Solve a given differential equation by undetermined coefficients.
Find a linearly independent function that is annihilated by a given differential operator.
Solve given differential equation by variation of parameters or by involving Cauchy-Euler equations.
Find the interval of convergence of a given power series.
For a given differential equation, find two linearly independent power series solutions about a point.
Use the method of Frobenius to obtain two linearly independent series solutions about the point x 0=0.
Find the Laplace Transform of a given function.
Find the inverse Laplace Transform of a given function.
Given a Laplace Transform of an integral, evaluate the transform without evaluating the integral.
Use the Laplace transform to solve the given differential equation subject to the given boundaries.
Solve the given system of differential equations by either systemic elimination or determinants.
Use the Laplace transform to solve a given system of differential equations.
Rewrite a given system in normal form.
Solve a given system of equations by either Gaussian elimination or Gauss-Jordan elimination.
Solve a given system of linear first-order equations using matrices.
Solve a given system of homogeneous linear systems.
Use the method of undetermined coefficients to solve a given system on (-,).
Use variation of parameters to solve a given system of equations.
Use matrix exponentials.
Sketch the direction field for a given differential equation.
Given an initial-value problem, use Euler formula to obtain a four-decimal approximation.
Given an initial-value problem, use Runge-Kutta methods to obtain a four decimal approximation.
Use the finite difference method to approximate a solution for a second-order differential equation.
Textbook: Zill, Dennis, A First Course in Differential Equations with Modeling Applications, Brooks Cole
Publishing Company, 8th ed., 2005.
Class Attendance: Class is very important.
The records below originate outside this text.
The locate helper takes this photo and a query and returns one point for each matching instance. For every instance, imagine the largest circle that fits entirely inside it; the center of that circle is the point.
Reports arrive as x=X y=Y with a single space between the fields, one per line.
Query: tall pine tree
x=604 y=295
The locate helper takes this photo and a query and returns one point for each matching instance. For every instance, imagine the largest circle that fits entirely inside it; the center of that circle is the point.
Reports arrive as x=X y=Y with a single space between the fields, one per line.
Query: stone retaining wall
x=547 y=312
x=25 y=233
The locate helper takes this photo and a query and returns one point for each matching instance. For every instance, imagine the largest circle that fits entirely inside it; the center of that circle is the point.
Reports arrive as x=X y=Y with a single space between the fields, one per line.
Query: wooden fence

If some unavoidable situation arises which causes you to miss
class, then please keep me advised. Otherwise, if you absences exceed four classes during this course, you
can expect to be administratively withdrawn. Attendance count will begin with the first class of the second
week of class.
Supplemental Materials: A videotape series is available in the library.
Advising Times: MW 8:30-9am, 1:00-1:30 PM, TR 8:00-9:00 AM, ESID 1026
Calculators: Calculators may be used for homework. However, calculators are never to be used on
quizzes or examinations.
Course Outline: Instructors may find it preferable to cover the course topics in the order listed below.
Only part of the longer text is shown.